George F. Kennan

George F. Kennan

George F. Kennan

George F. Kennan, the former honorary chairman of the National Committee on American Foreign Policy, received the National Committee on American Foreign Policy's first George F. Kennan Award for Distinguished Public Service in 1994. It honors an American who has served the United States in an exemplary way by making a seminal contribution to defining and illuminating the national interests of the United States.

George Kennan's training and experience as a Soviet specialist in the U.S. Foreign Service earned him the position of head of the State Department's first Policy Planning Staff. While serving in that role, he wrote for Foreign Affairs in 1947 the famous article, attributed to X, in which he coined the term "containment" to describe American strategy toward the Soviet Union. Before he left the State Department in 1953, George F. Kennan served as the ambassador to the Soviet Union and Yugoslavia.
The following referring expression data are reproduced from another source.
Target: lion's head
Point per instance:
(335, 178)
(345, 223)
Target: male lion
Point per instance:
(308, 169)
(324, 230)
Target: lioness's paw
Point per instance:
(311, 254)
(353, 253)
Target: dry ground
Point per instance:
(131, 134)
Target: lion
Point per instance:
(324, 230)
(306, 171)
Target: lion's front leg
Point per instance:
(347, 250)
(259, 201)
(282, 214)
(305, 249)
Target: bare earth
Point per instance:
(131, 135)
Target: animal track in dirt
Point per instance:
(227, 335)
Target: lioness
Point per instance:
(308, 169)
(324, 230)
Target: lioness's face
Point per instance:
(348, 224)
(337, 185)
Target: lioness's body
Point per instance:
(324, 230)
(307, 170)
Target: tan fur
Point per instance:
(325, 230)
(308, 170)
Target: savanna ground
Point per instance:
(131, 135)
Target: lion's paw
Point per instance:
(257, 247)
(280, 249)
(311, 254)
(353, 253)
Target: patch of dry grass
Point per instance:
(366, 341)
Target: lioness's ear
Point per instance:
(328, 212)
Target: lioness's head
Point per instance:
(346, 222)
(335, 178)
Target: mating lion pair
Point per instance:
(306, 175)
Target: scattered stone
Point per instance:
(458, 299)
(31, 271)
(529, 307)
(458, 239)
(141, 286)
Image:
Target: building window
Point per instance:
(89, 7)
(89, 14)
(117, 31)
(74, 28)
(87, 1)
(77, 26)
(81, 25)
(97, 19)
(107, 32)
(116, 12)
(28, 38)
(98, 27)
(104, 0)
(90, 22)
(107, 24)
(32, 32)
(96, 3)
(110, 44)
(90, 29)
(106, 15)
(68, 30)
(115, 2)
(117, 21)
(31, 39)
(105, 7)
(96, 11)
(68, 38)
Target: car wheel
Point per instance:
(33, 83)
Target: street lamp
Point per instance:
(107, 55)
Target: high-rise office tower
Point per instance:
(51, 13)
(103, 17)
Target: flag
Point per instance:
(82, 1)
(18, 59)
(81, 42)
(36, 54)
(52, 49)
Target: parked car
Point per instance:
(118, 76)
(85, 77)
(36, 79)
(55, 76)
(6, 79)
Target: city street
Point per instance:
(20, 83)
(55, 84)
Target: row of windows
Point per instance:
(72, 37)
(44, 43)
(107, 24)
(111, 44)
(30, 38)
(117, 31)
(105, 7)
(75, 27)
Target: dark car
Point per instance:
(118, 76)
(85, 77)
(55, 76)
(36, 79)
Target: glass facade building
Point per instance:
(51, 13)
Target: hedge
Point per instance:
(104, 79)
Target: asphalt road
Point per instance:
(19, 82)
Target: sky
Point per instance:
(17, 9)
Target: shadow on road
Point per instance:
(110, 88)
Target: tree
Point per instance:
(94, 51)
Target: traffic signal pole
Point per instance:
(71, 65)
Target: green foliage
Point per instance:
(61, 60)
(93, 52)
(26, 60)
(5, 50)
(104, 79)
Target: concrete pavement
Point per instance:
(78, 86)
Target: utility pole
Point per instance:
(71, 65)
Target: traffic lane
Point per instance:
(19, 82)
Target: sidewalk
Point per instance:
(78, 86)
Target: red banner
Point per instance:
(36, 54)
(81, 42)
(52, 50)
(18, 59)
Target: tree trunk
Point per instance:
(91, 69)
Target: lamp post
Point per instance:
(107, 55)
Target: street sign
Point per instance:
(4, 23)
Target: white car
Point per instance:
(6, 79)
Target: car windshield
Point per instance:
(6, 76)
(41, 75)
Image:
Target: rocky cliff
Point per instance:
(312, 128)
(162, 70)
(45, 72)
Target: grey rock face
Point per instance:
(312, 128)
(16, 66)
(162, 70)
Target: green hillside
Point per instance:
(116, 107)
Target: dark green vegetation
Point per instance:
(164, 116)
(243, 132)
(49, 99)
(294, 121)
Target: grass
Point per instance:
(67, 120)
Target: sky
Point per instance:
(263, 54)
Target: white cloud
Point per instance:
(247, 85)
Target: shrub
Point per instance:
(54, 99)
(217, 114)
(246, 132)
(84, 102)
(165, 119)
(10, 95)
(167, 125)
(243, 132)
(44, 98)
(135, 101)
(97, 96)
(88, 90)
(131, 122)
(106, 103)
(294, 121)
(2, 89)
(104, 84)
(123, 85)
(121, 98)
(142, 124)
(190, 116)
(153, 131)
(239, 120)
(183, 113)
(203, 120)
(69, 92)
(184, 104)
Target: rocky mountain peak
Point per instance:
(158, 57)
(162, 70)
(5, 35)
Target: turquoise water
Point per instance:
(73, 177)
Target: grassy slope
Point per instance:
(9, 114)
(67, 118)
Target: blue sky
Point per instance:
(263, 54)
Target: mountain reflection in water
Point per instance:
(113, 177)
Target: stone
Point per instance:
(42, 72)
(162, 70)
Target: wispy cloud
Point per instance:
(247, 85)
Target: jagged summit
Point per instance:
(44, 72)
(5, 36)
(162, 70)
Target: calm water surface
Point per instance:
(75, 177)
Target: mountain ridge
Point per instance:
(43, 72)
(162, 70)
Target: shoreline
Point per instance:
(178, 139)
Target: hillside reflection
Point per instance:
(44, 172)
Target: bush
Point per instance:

Ambassador Kennan's numerous books on Russia, the Soviet Union, the nuclear threat, and diplomatic and personal history, including An American Family, Sketches from a Life, Around the Cragged Hill, and American Diplomacy: 1900-1950, have won two Pulitzer Prizes and a National Book Award.

From 1953 until his death in 2005, this recipient of the Presidential Medal of Freedom was a scholar at the Institute for Advanced Study at Princeton University.